A mistaken or unintended command could delegate voting authority or perform other public governance actions.
The scripts can mutate governance state, including delegating voting power. This is expected for the skill, but it is a meaningful account/governance action.
result = client.delegate(args.to, args.scope)
...
print(f"\nYour delegate will vote on your behalf for {result['scope']} proposals.")Require explicit user review before running vote, delegate, vouch, proposal, or faction commands, especially in autonomous-agent workflows.
If a user implements the heartbeat, the agent may keep monitoring governance and casting delegated votes on a schedule.
The documentation describes an optional recurring heartbeat that can cast delegated votes automatically.

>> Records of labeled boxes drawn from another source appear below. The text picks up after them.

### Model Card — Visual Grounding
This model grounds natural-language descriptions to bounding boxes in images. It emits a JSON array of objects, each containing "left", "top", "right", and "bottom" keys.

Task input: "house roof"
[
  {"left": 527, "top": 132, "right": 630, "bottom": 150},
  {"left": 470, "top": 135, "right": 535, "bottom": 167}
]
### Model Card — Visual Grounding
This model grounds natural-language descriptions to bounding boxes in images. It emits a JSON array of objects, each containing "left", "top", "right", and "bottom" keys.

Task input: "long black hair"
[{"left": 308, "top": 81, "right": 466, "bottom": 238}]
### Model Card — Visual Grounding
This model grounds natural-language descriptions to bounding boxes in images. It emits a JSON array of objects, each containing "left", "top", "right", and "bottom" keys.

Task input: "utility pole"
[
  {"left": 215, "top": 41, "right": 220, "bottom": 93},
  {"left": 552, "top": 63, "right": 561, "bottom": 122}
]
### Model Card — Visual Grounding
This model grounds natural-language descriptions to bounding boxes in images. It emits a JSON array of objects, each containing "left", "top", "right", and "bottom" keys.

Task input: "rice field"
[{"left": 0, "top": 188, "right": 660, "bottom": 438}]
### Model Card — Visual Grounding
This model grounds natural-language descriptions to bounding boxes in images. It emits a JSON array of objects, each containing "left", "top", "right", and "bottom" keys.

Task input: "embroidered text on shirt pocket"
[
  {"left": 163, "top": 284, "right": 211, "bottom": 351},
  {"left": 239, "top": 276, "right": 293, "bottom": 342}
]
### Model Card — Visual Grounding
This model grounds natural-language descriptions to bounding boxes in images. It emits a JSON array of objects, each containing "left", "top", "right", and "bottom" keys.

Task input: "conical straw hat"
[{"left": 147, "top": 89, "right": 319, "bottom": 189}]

The artifacts do not install this as a service, but users should notice the autonomous pattern.
"""MoltGov heartbeat - run every 30 minutes."""
...
if client.is_delegate():
delegated = client.get_delegated_votes_pending()
for vote in delegated:
client.cast_delegated_vote(vote)Do not schedule the heartbeat unless you want ongoing autonomous governance participation; add logging, limits, and manual approval for vote casting.
Users may install dependencies manually from their environment, which can create provenance and version-control ambiguity.
The skill is listed with no install spec, but the scripts require external Python libraries such as PyNaCl and requests. This is not suspicious by itself, but dependency setup is not captured in registry requirements.
Requirements: - Verified Moltbook account (Twitter/X verification complete) - PyNaCl library (pip install pynacl)
Install dependencies from trusted package sources, pin versions where possible, and review the environment before running the scripts.